0

There are some rotate gz log file in the log dir,it rotaes every twenty minutes using logrotate with dateformat '.%s', as flows

ls -l /var/log/app/h323server.log.[1-9][0-9]*  |head
-rw-r--r-- 1 root adm   2063852 Mar 19 02:00 /var/log/app/h323server.log.1584554401.gz
-rw-r--r-- 1 root adm   2093937 Mar 19 02:20 /var/log/app/h323server.log.1584555601.gz

I want to print the corresponding log content between start_time timestamp and end_time timestamp,there are a few steps:

1, find out the log file and fill them into an array named totalfile

2, use for loop to read totalfile and print, the first and last element need to filter by start and end timestamp, print the rest of file direcly. I want to use for (( i=1; i<${arraylength}+1; i++ )); loop to achieve it,but something goes wrong.
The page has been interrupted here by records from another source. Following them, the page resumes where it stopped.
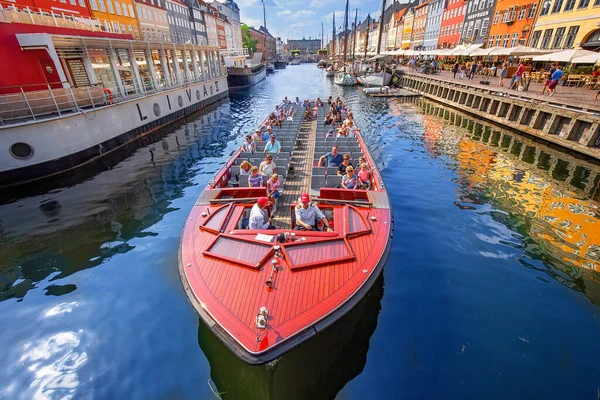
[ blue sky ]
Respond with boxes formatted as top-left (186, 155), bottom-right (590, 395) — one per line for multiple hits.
top-left (235, 0), bottom-right (392, 41)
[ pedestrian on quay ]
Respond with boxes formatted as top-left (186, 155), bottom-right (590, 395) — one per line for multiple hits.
top-left (452, 61), bottom-right (460, 79)
top-left (548, 65), bottom-right (564, 100)
top-left (542, 64), bottom-right (556, 94)
top-left (498, 63), bottom-right (508, 86)
top-left (509, 61), bottom-right (525, 89)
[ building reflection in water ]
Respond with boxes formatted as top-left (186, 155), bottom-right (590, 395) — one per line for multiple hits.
top-left (421, 101), bottom-right (600, 304)
top-left (198, 273), bottom-right (383, 400)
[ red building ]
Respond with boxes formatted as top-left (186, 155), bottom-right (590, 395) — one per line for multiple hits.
top-left (0, 0), bottom-right (92, 17)
top-left (438, 0), bottom-right (467, 49)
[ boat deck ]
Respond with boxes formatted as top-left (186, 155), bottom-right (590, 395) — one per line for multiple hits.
top-left (179, 101), bottom-right (393, 364)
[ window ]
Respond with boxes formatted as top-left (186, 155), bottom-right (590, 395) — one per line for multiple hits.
top-left (577, 0), bottom-right (590, 9)
top-left (563, 25), bottom-right (579, 49)
top-left (510, 33), bottom-right (519, 47)
top-left (540, 29), bottom-right (554, 49)
top-left (531, 30), bottom-right (542, 48)
top-left (552, 0), bottom-right (563, 14)
top-left (493, 11), bottom-right (500, 25)
top-left (552, 28), bottom-right (566, 49)
top-left (481, 18), bottom-right (490, 36)
top-left (527, 3), bottom-right (537, 19)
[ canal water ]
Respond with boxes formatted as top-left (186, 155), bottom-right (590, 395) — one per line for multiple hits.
top-left (0, 64), bottom-right (600, 399)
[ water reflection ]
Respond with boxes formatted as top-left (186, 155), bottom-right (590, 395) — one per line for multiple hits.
top-left (421, 101), bottom-right (600, 304)
top-left (0, 106), bottom-right (238, 301)
top-left (198, 274), bottom-right (383, 400)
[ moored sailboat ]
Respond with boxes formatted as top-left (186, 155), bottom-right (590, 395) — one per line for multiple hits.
top-left (179, 99), bottom-right (393, 364)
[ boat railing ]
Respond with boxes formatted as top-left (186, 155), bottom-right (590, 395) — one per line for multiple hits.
top-left (0, 69), bottom-right (224, 127)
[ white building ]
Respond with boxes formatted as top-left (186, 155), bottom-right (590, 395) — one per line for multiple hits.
top-left (209, 0), bottom-right (244, 49)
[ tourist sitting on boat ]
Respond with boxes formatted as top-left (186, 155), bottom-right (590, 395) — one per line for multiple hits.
top-left (337, 154), bottom-right (354, 176)
top-left (267, 174), bottom-right (281, 201)
top-left (294, 193), bottom-right (333, 232)
top-left (248, 197), bottom-right (275, 229)
top-left (240, 161), bottom-right (252, 175)
top-left (248, 166), bottom-right (263, 187)
top-left (258, 154), bottom-right (277, 177)
top-left (263, 126), bottom-right (275, 142)
top-left (319, 146), bottom-right (343, 168)
top-left (342, 165), bottom-right (358, 189)
top-left (263, 134), bottom-right (281, 154)
top-left (242, 135), bottom-right (256, 153)
top-left (357, 163), bottom-right (371, 190)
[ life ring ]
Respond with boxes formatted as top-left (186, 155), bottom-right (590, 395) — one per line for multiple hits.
top-left (102, 88), bottom-right (112, 104)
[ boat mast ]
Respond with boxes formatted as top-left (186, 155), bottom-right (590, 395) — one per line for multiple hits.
top-left (260, 0), bottom-right (268, 61)
top-left (352, 8), bottom-right (358, 61)
top-left (363, 14), bottom-right (371, 58)
top-left (344, 0), bottom-right (348, 64)
top-left (377, 0), bottom-right (385, 55)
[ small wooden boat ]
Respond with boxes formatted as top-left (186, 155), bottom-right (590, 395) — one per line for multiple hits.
top-left (333, 72), bottom-right (358, 86)
top-left (179, 103), bottom-right (393, 364)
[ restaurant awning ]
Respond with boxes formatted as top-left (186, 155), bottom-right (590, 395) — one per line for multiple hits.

The Bash script is as fllow:

#!/bin/bash

oldifs="$IFS"
IFS=$'\n'
declare -a filetime
declare -a filename
declare -a totalfile
index_1=0
index_2=0

for line in $(ls -l /var/log/app/h323server.log.[1-9][0-9]* |awk '{split($NF,a,".");print a[3],$NF}')
do
        filetime[${index_1}]=$(echo ${line} |awk '{print $1}')
        filename[${index_2}]=$(echo ${line} |awk '{print $2}')
        ((index_1++))
        ((index_2++))
done
IFS="$oldifs" 

index=0
timesys_s=1584945601
timesys_e=1584948001

# store the corresponding delaycompress and compress file to totalfile array
while [ ${index} -le $((${#filetime[@]}-1)) ]
do
        if [ ${index} -eq 0 ]
        then
                if [[ ${filetime[${index}]} -ge ${timesys_s} ]] || \
                   [[ ${filetime[${index}]} -le ${timesys_s} ]] || \
                   [[ (${filetime[${index}-1]} -ge ${timesys_s}) && (${filetime[${index}]} -le ${timesys_e}) ]]
                then
                        totalfile[${index}]=${filename[${index}]}
                fi
        else
                if [[ (${filetime[${index}-1]} -le ${timesys_s}) && (${filetime[${index}]} -ge ${timesys_s}) ]] || \
                   [[ (${filetime[${index}-1]} -ge ${timesys_s}) && (${filetime[${index}]} -le ${timesys_e}) ]] || \
                   [[ (${filetime[${index}-1]} -le ${timesys_e}) && (${filetime[${index}]} -ge ${timesys_e}) ]]
                then
                        totalfile[${index}]=${filename[${index}]}
                fi
        fi
        ((index++))
done

echo "length of totalfile:"
echo ${#totalfile[@]}
echo "content of totalfile:"
echo ${totalfile[@]}

# get length of totalfile
arraylength=${#totalfile[@]}

# use for loop to read all values and indexes
for (( i=1; i<${arraylength}+1; i++ ));
do
  echo $i " / " ${arraylength} " : " ${totalfile[$i-1]}
done

# can only print the first and last value when using ${array[index]} to loop
echo "the length of totalfile is: ${arraylength}"
echo "the 1st element: ${totalfile[0]}"
echo "the 2st element: ${totalfile[1]}"
echo "the 3st element: ${totalfile[2]}"
echo "the 4st element: ${totalfile[3]}"
echo "the 5st element: ${totalfile[-1]}"

the output is as follows:

length of totalfile:
5
content of totalfile:
/var/log/app/h323server.log.1584554401.gz /var/log/app/h323server.log.1584945601.gz /var/log/app/h323server.log.1584946801.gz /var/log/app/h323server.log.1584948001.gz /var/log/app/h323server.log.1584949201.gz
1  /  5  :  /var/log/app/h323server.log.1584554401.gz
2  /  5  : 
3  /  5  : 
4  /  5  : 
5  /  5  : 
the length of totalfile is: 5
the 1st element: /var/log/app/h323server.log.1584554401.gz
the 2st element: 
the 3st element: 
the 4st element: 
the 5st element: /var/log/app/h323server.log.1584949201.gz

The question is:

There are five element in the totalfile array, but only "${totalfile[0]}" and "${totalfile[-1]}" can print normally, while "${totalfile[1]}","${totalfile[2]}" and "${totalfile[3]}" does not print at all.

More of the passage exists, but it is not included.